About Bersted: well known when Bognor was just a babe
According to the 1807 guide '˜The origin & description of Bognor or Hothamton and an account of some adjacent villages,' South Berstead (note the spelling) is: 'A village to the north of Bognor, at the distance of about a mile.
Two ways conduct to it; one is a pathway that crosses the fields in a direct line from the post office; the other is the high road that passes by the crescent, but pedestrians would prefer the latter.”
The description continues: “Berstead was a well-known village, and in some degree of repute when Bognor was still in embryo; and prior to the birth of that place was reckoned among the principal villages of the district.”
The history of this area consists of St Mary Magdalene Church in South Bersted, which is of course one of the oldest in the area.
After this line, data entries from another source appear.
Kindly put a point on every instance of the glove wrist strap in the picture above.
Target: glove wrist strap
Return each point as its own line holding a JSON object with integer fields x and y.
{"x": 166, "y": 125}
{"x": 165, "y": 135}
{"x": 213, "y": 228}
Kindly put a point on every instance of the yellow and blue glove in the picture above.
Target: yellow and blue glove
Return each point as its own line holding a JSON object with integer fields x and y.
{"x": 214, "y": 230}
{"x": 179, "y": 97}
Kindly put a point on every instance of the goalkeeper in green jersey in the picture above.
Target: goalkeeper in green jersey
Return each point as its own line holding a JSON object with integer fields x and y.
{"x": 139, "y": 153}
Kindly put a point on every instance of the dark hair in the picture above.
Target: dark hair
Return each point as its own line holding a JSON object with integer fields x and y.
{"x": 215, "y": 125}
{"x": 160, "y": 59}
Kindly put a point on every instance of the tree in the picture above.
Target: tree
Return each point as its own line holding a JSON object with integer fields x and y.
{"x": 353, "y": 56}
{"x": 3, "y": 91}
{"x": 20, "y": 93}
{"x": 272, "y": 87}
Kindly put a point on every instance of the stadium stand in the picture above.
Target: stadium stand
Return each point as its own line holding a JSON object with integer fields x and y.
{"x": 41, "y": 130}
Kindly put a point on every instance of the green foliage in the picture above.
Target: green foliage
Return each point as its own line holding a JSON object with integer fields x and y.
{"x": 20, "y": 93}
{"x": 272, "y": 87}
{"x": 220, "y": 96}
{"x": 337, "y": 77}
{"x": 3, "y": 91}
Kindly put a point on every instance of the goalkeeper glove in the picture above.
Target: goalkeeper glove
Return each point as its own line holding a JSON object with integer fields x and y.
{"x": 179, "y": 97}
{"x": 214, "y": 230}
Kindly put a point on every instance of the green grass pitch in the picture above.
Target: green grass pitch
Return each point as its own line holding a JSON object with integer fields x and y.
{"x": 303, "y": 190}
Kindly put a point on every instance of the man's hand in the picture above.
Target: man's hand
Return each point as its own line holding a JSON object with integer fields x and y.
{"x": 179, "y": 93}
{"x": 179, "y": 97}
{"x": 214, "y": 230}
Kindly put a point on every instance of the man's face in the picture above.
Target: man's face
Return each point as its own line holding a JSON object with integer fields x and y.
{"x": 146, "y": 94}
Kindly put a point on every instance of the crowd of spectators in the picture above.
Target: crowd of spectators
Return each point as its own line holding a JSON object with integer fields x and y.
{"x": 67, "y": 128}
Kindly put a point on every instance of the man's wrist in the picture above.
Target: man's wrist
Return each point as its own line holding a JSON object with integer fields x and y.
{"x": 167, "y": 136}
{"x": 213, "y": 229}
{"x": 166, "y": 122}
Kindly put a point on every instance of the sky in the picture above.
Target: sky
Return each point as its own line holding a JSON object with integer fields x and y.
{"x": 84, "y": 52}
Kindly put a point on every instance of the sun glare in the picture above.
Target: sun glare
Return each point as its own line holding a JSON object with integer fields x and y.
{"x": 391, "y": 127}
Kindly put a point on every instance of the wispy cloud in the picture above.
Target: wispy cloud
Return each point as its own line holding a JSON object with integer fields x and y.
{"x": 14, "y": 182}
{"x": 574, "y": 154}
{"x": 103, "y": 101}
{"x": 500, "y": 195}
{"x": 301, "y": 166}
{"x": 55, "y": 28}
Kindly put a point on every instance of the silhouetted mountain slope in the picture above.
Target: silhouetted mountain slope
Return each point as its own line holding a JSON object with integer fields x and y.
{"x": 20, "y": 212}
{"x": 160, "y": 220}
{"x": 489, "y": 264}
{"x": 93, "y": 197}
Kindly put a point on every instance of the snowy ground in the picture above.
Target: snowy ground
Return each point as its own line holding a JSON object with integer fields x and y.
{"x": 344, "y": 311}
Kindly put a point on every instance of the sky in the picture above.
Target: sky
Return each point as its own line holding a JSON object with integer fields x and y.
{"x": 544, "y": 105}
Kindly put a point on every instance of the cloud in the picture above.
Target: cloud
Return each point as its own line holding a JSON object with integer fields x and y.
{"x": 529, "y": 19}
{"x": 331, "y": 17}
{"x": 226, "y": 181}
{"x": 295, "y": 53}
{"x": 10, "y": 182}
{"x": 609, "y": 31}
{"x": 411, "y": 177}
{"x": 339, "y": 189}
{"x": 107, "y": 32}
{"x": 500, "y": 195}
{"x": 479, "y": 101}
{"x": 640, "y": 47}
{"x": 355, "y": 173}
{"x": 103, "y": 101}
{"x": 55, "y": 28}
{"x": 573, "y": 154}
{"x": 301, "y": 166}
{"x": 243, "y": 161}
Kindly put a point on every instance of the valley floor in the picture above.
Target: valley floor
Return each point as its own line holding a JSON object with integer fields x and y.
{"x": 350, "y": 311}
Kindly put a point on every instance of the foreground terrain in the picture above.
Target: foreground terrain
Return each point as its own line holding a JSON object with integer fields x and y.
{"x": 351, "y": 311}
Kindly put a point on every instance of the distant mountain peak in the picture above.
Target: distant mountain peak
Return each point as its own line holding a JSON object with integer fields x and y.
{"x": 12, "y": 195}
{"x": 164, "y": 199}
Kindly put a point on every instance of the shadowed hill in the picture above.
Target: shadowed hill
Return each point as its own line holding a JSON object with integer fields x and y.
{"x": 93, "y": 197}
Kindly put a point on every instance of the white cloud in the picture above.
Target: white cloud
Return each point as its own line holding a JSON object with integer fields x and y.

Therefore do not really take into consideration the church at the entrance to the area, that of the Parish Church of the Holy Cross almost hidden at the junction of Chichester Road and North Bersted Street.
A diverse church, that outwardly has an old and drab appearance, was dedicated in 1884. The original spire of this church was removed in 1979 but the surprise is the interior, which is remarkably modern church, which has a very active congregation.
Other aspects of Bersted are coloured by their location such as a busy roundabout.
Colourful is the correct description of the Royal Oak public house, which was not without controversy when it was painted pink in 1984.
It is said there has been a building on this site since Elizabethan times. It is a listed building and still retains much of its historic appeal since the first recorded publican in 1842. It is believed that at one time Sir Richard Hotham, Bognor’s founder, owned it.
Then there was Richard Sharpe , who succeeded in making his public house known countrywide. The Sharpe family were publicans of the Rising Sun on the Chichester Road from 1895 until 1933.
It was during this period that it became renowned for the displays produced by sticking postage stamps on the walls, ceilings and even furniture.
It was a bet that started the act of making pictures with stamps and the craze grew, in line with the number of visitors who started to arrive. There were even special coach trips to see The Stamp House as it was known for a time.
When driving around this area, it is easy to forget it was originally two small villages, on the outskirts of Bognor. Sadly, like many small communities, they have lost much of their identity with the expansion of housing, roads and the erosion of the fields and open spaces that was once enjoyed by the villagers.
As recently as 1920, North Bersted was surrounded by open fields.
The village of North Bersted has a number of links with the past, such as Chalcraft Lane, as the word Chalcraft is a derivation of a Saxon word meaning calves croft. The area known as Rookery Farm was originally believed to have links with smuggling.
The need for housing and employment drove developers to move to the ‘outskirts’ of towns or village until eventually each separate community joined into seemingly one community, with no visible boundaries.
In the 1930s one of the largest developments was that of the Newtown Estate, with its distinctive fish shop on the corner of the shops on the bend in North Bersted.
How this estate must have dominated the area when it was built by Neal’s the Builder. It must have been quite a shock with the number of houses and also the influx of so many people into the area at that time.